Dilettantes Gone Wild at the Getty


The Getty Villa's "Grecian Taste and Roman Spirit: The Society of Dilettanti" is a hoot. It focuses on the first 75 years of the Dilettanti, a British men's club (still extant) that you've probably never heard of. The nominal justification for the show is that the Dilettanti sponsored some of the first serious research in antiquities. OK, but what do you actually see? By strict art-show standards, not a whole lot. There are some Greco-Roman antiquities, most from the Getty's storerooms, and none terribly important. There are quite a few amusing paintings of Dilettanti members. Portraits that appear stately and boring transform, on closer inspection, into something naughty -- rather like those in Disneyland's Haunted Mansion. A monk (Francis Dashwood) is caught worshipping a Venus' mount of Venus; a connoisseur (Richard Payne Knight) measures the endowment of a Priapus; and what the hey -- those gents holding gems up to the light are making the secret sign for ladies' private parts.
Only one painting is by an artist you'd cross the street to see. That's Johann Zoffany's Charles Townley and His Friends, a much reproduced work that virtually no American ever encounters in the flesh. It normally resides way off the cultural tourism route, in the Townley Hall Art Gallery of Burnley, UK. (It is shown here under glass, as if they couldn't trust the inquisitive paws of the colonials.)
The exhibition's one high concept is a mini-"secret museum" of the most recherche antique erotica. Villa regulars will have guessed that this occupies the dark and ever-mysterious gallery 204/CCIV. Among the attractions is a book by Pierre d'Hancarville, who has the unique distinction of having been expelled from Naples for obscenity. You heard me right: from Naples. D'Hancarville's surreally imaginative full-color porn was presented in the guise of cataloging ancient carved gems.

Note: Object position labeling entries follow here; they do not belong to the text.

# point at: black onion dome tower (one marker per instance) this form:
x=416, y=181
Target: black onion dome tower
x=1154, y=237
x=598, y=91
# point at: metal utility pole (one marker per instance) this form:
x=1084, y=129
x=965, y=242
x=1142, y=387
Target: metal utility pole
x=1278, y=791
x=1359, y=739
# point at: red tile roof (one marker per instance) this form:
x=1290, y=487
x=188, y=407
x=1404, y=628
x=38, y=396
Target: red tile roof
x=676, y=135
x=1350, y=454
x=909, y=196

The show's star is one John Samuel Agar, judged by admirers to have created the finest drawings ever of sculpture. The Dilettanti commissioned Agar's drawings of antiquities, and many found their way to the Getty Research Institute. Here they are paired with some of the corresponding small bronzes. Agar is the Enlightenment Tom of Finland. He has a burnished, buffed queerness that challenges the viewer to find a single detail that been has exaggerated, misrepresented, or invented. That is almost impossible to do; Agar's near-photographic renderings are exact in all details and completely different in affect. You leave this show thinking what a very mysterious thing art (history, sex, life) is.